This is missing adapting the docs stuff to the new gossip dispatcher. Other than that I think it is good to go.

rklaehn avatar Jun 06 '24 09:06 rklaehn

Also at least a smoke test for the gossip client API would be good so that we don't break things.

Frando avatar Jun 07 '24 09:06 Frando

@Frando I have added a test. It seems to work, now that I have added the ability to tell the endpoint about node addrs (see https://github.com/n0-computer/iroh/pull/2433 ).

I think this kind of test is nice, because it forces us to make the client API sufficiently rich that you can do tests with it. Also it is much less likely to fluke out than a full cli type tests.

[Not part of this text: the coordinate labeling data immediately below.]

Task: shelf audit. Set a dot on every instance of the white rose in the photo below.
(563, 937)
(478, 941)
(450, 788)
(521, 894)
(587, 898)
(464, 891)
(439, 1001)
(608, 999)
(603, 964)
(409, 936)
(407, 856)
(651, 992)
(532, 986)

But - do you think this test for gossip will reliably work? I am connecting two nodes and then send a msg from one to the next. Can there be a situation where I send the message too early and it gets lost?

rklaehn avatar Jul 01 '24 12:07 rklaehn

But - do you think this test for gossip will reliably work? I am connecting two nodes and then send a msg from one to the next. Can there be a situation where I send the message too early and it gets lost?

Yes, Gossip::join is awaited here, and that waits for at least one neighbor to come up before completing.

So the remaining TODO is to merge the two dispatchers (in dispatcher.rs and net.rs) so that messages flow only over a single channel and not two. We should do this, but IMO it can also happen in a followup.

Frando avatar Jul 05 '24 06:07 Frando